On October 20, 2022, the minister wrote to Chairperson of the Guyana Elections Commission (GECOM), Justice Claudette Singh, appointing the date based on the Work Plan submitted by GECOM.
“Please be informed that pursuant to Section 35 (1) of the Local Authorities (Elections) Act, Chapter 28:03, I appoint March 13, 2023, as the day on which elections of Councillors for Local Authorities shall be held.”
Order under Section 35 shall be published in the Gazette appointing the date.
The Government said it has allocated $2.9 Billion to GECOM for preparatory works for the elections.
Guyanese are returning to the polls with a Voters List that has attracted widespread criticisms at home and from regional and international bodies. At present the Preliminary Voters List has about 684,300 names which represents over 91% of Guyana’s total population. Weekly protestors make their presence felt at GECOM headquarters, on High Street, in Georgetown demanding a clean voters list as a prerequisite for any future elections.

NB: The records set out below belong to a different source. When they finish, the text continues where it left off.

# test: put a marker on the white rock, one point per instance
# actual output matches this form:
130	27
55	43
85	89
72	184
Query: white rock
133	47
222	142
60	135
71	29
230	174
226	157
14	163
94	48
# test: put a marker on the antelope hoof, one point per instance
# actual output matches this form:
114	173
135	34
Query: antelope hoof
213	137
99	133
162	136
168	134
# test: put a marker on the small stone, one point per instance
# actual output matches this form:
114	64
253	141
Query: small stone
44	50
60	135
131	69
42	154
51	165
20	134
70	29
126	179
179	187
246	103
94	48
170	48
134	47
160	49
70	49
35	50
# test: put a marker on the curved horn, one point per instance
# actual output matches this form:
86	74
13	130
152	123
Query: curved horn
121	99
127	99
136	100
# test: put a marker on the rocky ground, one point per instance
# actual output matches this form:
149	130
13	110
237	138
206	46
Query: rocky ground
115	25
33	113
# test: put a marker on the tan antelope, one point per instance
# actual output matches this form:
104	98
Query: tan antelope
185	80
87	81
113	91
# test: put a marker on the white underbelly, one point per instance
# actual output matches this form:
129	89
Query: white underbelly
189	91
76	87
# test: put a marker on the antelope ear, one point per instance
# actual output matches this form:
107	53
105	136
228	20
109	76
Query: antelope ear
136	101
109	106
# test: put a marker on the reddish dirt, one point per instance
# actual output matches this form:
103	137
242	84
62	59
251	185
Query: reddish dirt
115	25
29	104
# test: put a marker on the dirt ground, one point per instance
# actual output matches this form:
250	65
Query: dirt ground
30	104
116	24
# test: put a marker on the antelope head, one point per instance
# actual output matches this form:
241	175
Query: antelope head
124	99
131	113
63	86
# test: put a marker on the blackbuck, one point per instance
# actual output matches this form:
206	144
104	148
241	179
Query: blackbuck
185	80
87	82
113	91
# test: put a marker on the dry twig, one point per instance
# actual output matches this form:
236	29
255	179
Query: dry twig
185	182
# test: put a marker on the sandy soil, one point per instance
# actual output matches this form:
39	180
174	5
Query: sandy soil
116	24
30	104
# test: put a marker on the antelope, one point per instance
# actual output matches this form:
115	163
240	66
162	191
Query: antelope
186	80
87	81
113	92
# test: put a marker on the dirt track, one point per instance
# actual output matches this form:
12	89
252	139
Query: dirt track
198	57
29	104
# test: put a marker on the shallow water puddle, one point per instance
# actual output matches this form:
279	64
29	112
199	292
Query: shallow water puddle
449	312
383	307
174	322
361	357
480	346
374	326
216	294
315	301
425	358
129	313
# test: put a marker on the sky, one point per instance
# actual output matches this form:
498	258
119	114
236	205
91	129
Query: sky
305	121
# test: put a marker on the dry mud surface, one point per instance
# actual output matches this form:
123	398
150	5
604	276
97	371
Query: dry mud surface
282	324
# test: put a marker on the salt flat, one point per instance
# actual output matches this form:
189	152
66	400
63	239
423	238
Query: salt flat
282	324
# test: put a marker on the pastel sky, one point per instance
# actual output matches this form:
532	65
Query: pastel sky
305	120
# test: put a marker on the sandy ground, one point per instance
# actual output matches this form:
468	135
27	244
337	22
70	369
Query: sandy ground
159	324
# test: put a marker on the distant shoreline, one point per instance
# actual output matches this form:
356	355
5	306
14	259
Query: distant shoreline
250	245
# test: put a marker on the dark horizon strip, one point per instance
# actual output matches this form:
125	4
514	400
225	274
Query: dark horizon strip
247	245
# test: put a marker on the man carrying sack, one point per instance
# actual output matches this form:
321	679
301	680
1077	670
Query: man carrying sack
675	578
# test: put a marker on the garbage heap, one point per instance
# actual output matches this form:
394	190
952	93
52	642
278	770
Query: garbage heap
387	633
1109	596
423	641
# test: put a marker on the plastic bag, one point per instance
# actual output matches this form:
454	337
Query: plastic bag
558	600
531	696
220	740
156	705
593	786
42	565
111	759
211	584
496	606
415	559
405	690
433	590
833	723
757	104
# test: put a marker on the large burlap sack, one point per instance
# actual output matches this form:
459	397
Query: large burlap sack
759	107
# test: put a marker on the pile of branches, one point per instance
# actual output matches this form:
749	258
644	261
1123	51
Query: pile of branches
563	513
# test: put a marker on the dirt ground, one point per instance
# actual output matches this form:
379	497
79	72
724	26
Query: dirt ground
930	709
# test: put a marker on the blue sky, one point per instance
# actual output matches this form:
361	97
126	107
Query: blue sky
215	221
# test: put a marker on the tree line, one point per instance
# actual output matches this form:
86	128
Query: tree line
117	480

CARICOM, in its report resulting from the 2020 National Recount exercise, stated “as a minimum condition of electoral reform, the Team recommends the urgent need for the total re-registration of all voters in Guyana. It therefore behooves the Commission to create a new voter registry especially given the suspicion that the 2020 register was bloated, a suspicion which is not without merit.”

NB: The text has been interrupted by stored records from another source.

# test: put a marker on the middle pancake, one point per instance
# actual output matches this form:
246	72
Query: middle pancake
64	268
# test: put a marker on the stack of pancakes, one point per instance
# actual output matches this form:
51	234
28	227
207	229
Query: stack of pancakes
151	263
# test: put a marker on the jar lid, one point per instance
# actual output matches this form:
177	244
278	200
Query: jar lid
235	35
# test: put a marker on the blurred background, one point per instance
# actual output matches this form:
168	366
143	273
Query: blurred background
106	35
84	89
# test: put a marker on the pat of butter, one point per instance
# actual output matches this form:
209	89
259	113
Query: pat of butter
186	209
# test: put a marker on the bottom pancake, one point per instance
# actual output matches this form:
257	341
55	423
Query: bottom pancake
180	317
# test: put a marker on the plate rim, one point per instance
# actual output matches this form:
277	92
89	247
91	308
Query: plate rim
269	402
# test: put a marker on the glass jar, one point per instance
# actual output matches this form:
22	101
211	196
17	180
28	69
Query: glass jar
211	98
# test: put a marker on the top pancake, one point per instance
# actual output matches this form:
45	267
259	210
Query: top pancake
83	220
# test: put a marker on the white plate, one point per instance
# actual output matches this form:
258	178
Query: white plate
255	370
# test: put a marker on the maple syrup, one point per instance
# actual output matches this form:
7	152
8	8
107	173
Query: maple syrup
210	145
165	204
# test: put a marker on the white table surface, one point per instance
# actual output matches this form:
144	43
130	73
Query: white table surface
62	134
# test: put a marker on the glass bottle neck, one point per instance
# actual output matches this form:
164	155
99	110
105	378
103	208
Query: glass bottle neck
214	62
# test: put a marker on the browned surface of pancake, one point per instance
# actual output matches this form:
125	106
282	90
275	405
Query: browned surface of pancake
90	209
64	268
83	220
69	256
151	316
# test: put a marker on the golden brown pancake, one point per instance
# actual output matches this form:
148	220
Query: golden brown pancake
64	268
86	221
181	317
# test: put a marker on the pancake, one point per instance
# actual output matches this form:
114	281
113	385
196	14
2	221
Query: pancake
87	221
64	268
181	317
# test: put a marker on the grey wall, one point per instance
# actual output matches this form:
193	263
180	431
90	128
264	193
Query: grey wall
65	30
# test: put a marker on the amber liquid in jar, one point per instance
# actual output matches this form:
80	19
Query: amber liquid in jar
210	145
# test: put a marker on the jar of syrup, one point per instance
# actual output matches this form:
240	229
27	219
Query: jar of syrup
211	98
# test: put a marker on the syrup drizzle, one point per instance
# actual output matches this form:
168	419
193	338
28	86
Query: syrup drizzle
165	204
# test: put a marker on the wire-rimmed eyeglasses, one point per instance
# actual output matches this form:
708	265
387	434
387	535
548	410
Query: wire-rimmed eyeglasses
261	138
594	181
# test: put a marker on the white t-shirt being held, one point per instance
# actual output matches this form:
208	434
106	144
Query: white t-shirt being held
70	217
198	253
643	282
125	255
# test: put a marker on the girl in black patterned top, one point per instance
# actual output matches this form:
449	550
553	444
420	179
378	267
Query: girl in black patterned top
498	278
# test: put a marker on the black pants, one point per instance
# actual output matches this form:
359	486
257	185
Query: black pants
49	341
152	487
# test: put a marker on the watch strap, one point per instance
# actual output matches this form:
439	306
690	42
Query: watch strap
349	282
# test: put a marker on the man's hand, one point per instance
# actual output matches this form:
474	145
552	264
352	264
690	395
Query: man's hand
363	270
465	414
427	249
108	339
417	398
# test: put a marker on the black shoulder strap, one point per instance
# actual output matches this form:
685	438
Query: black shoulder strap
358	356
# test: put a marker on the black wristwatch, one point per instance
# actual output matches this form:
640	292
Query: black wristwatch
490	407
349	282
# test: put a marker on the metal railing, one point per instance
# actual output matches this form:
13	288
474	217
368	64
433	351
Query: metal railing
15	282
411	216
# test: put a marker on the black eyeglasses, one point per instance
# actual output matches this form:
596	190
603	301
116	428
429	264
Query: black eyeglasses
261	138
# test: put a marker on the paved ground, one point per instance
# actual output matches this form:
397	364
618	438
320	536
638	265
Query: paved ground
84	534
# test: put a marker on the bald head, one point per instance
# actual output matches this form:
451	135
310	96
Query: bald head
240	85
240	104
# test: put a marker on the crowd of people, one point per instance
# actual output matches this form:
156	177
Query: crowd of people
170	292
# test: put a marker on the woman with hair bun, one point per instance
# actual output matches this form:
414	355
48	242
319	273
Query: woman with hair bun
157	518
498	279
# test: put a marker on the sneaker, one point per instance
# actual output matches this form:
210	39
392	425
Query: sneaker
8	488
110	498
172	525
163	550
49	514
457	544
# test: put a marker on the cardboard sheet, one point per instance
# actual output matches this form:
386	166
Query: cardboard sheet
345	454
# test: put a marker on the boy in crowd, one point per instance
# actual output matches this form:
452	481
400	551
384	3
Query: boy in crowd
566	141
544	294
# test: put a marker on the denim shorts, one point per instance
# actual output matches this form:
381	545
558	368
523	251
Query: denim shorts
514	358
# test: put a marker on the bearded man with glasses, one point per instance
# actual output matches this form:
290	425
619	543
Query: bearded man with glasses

The Organisation of American States (OAS) called for the “undertaking a house-to-house registration exercise earliest.” This was a position the then opposition People’s Progressive Party supported in 2015.
The A Partnership for National Unity and Alliance for Change (APNU+AFC), individually and collectively having been demanding House to House registration, which was a position supported by the PPP in Opposition. In 2022 President Ali says the List is not the problem.

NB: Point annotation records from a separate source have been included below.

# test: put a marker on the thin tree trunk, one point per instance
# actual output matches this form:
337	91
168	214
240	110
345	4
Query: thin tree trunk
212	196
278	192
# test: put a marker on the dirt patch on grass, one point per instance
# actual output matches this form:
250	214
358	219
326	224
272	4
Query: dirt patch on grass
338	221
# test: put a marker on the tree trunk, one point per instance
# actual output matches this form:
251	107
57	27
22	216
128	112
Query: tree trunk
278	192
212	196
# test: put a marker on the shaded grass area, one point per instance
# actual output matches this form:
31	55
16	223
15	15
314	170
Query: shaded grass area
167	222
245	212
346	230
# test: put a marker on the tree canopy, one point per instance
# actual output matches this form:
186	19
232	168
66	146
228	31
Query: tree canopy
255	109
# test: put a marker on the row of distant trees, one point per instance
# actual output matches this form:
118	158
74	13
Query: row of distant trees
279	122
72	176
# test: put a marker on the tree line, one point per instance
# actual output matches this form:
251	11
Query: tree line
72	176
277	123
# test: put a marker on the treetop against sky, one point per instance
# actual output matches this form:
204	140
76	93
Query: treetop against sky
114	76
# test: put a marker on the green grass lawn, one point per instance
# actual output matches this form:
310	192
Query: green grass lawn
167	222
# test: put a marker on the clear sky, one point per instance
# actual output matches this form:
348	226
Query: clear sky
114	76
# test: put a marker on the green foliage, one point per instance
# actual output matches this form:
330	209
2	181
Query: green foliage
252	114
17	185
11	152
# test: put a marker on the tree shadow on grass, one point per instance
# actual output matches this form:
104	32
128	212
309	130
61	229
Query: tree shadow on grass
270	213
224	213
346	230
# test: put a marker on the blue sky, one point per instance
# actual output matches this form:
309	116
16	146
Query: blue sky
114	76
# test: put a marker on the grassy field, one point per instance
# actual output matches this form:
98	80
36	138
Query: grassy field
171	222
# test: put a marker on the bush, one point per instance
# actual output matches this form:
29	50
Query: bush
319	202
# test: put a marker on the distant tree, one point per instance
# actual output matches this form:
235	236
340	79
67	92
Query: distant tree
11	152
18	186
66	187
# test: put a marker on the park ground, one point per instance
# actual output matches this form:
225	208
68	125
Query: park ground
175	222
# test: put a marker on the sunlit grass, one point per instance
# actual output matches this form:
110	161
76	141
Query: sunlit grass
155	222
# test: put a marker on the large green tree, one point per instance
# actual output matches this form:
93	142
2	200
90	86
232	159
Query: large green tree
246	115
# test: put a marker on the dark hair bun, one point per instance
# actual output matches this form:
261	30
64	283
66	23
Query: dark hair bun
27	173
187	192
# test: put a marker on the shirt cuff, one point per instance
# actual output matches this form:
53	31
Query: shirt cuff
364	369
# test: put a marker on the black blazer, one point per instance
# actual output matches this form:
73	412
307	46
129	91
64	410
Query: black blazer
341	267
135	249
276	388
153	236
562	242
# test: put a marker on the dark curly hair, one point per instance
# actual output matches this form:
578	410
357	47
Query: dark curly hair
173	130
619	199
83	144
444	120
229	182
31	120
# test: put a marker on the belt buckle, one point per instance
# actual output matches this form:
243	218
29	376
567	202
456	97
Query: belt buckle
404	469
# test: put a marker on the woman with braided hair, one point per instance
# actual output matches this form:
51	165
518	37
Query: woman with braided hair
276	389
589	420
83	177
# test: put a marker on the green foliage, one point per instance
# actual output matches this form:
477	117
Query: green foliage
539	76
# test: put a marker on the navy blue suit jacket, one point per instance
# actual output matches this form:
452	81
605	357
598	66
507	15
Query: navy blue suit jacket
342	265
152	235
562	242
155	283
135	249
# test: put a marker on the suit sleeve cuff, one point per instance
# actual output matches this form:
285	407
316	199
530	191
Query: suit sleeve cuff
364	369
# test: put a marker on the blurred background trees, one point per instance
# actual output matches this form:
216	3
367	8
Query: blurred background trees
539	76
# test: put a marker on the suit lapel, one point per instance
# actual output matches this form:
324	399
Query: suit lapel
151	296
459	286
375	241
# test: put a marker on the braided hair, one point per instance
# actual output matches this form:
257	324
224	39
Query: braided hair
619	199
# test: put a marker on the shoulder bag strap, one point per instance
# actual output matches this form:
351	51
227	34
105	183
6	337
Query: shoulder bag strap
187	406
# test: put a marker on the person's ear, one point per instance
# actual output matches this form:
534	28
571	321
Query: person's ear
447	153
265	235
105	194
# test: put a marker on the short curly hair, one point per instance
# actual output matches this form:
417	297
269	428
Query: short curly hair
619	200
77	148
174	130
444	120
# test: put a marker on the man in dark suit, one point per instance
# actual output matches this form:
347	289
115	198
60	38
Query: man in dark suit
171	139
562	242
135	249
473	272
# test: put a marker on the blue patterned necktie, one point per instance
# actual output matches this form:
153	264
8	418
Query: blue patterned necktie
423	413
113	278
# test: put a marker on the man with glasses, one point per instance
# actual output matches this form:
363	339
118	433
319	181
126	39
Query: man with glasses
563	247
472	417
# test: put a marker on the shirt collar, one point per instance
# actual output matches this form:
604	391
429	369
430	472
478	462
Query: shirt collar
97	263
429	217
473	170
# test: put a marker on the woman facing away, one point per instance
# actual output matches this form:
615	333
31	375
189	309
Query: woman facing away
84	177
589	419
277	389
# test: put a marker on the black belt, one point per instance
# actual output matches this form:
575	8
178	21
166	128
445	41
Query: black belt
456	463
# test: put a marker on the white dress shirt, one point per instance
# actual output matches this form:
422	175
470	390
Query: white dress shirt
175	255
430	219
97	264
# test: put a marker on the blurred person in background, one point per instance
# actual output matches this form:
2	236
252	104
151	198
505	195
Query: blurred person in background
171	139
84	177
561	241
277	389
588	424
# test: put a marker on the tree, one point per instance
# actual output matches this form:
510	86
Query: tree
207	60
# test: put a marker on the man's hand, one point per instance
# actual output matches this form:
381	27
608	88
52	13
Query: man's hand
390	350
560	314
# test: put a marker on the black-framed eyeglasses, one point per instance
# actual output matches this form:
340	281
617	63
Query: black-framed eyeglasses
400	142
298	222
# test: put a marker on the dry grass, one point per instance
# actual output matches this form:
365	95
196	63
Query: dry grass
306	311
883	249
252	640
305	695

On Thursday, Chairperson of the Alliance For Change (AFC), Mrs. Cathy Hughes told Demerara Waves the party has reservations going to the elections with a flawed list. Hughes is quoted saying “If we are going to have any elections, if we are going to talk about democracy, we must have a system that everybody has confidence in. If not, you’ll have half the population unhappy and what kind of actions would you have as a result of that.”
At the national level Guyanese are highly dissatisfied with the list. A recent International Republican Institute’s survey found 81% of Guyanese feel electoral reforms are necessary.